Magistrado  ponente  

AP857-2018  

Radicación  52130  

Aprobado  acta número 65  

Bogotá,  D. C., veintiocho (28) de febrero de dos mil dieciocho (2018).  

Decide  la Sala acerca del cumplimiento de los requisitos para  admitir la demanda de casación presentada por la defensa  de ROSANA MARÍA AREISA CORREA contra el fallo proferido por el  Tribunal Superior del Distrito Judicial de Antioquia  que confirmó la pena de cinco (5) años cuatro (4) meses  de prisión, y de trescientos (300) salarios mínimos  legales mensuales vigentes de multa, que le impuso a dicha persona el  Juzgado Primero Penal del Circuito de Turbo, dentro del trámite  del preacuerdo por la conducta punible de tráfico,  fabricación o porte de estupefacientes.  

I.  SITUACIÓN FÁCTICA Y ACTUACIÓN PROCESAL  

1.  El 24 de enero de 2017, en la vía de Turbo a Apartadó  (Antioquia), miembros de la policía realizaron un patrullaje  rutinario de registro y control. Encontraron dentro de un bus de  servicio público de la empresa Sotragolfo dos (2) paquetes  dentro de un bolso de marca Totto que tenían una sustancia a  la postre identificada como cocaína, con un peso neto de 3.450  gramos. El bolso era llevado por ROSANA MARÍA AREISA CORREA y  su hijo Elbys Javier Areisa Correa, de diecinueve (19) años de  edad. Por eso, fueron capturados.  

2.  Al día siguiente, la Fiscalía General de la Nación  les atribuyó a los aprehendidos la realización de la  conducta punible de fabricación,  tráfico o porte de estupefacientes,  en la modalidad de “llevar  consigo”,  según lo previsto en el inciso 1º del artículo 376  de la Ley 599 de 2000, actual Código Penal, con la  modificación que al tipo básico introdujo el artículo  14 de la Ley 890 de 2004. Los imputados no aceptaron cargos.  

Posteriormente,  ROSANA MARÍA AREISA CORREA hizo un acuerdo con la Fiscalía,  en el sentido de aceptar cargos a cambio de que se le reconociera la  circunstancia contemplada en el artículo 56 del Código  Penal (marginalidad), para que la pena privativa de la libertad  quedase fijada en sesenta y cuatro (64) meses de prisión.  

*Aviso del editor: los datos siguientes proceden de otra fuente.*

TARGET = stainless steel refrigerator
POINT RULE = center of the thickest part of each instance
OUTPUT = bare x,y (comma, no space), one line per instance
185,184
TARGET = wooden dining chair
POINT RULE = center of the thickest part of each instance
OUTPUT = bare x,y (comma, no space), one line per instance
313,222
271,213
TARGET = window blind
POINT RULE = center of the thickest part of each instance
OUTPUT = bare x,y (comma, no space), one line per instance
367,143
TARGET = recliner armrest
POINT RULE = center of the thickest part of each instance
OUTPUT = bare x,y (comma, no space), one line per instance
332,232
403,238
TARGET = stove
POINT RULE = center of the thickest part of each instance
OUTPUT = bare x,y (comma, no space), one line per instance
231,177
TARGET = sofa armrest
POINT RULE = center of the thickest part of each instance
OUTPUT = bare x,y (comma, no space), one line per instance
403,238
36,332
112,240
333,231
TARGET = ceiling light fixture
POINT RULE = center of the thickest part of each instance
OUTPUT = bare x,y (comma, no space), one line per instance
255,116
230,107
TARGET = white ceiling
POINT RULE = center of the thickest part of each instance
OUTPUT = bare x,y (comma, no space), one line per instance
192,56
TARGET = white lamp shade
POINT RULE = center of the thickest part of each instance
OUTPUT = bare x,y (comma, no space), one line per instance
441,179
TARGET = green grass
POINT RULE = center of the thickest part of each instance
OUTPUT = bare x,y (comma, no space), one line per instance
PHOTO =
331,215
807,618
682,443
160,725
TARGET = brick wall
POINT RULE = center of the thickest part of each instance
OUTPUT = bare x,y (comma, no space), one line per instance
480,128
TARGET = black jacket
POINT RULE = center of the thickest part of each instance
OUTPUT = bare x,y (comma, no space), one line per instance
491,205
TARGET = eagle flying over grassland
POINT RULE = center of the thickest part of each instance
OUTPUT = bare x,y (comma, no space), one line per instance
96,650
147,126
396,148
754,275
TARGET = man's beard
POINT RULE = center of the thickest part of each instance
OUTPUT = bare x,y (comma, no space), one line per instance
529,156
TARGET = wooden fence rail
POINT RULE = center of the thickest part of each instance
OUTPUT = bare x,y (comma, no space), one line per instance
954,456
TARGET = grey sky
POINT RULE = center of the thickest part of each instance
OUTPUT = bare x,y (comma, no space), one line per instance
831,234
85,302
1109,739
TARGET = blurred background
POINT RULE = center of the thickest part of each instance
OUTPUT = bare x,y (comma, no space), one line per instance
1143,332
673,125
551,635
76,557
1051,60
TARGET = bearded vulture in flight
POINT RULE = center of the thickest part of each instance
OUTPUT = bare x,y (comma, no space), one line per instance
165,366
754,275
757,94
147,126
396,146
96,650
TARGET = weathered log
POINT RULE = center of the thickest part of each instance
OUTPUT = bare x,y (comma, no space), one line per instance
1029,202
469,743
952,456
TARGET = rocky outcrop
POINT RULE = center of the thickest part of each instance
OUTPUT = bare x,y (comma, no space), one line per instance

3.  El  fallo lo dictó el Juzgado Primero Penal del Circuito de Turbo  (Antioquia) el 13 de junio de 2017. Condenó a la procesada,  por el delito materia de imputación, a cinco (5) años y  cuatro (4) meses –o sesenta y cuatro (64) meses– de  prisión e inhabilidad para el ejercicio de derechos y  funciones públicas,  así como a trescientos (300) salarios mínimos legales  mensuales vigentes de multa. Y no le concedió la suspensión  condicional de ejecución de la pena privativa de la libertad  ni la prisión domiciliaria en razón de la exclusión  contemplada en el artículo 68 A de la Ley 599 de 2000,  modificado por el artículo 32 de la Ley 1709 de 2014, y en la  conclusión de que la procesada no tenía la condición  de madre cabeza de hogar.  

4.  Apelado  el fallo por la defensa, el Tribunal Superior  del Distrito Judicial de Antioquia, en decisión de 5 de  octubre de 2017, lo confirmó en el aspecto debatido, atinente  a la no concesión de la prisión domiciliaria.  

Por  lo anterior, el abogado de ROSANA MARÍA AREISA CORREA  interpuso y sustentó el recurso extraordinario de casación.  

II.  LA DEMANDA  

Al  amparo de la causal primera del artículo 181 de la Ley 906 de  2004 (“falta  de aplicación, interpretación errónea o  aplicación indebida de una norma llamada a regular el caso”),  propuso  el recurrente un solo cargo, consistente en la violación  directa de la ley sustancial por ausencia de aplicación del  artículo 1º de la Ley 750 de 2002, así como de los  artículos 314 numeral 5 y 461 del Código de  Procedimiento Penal.  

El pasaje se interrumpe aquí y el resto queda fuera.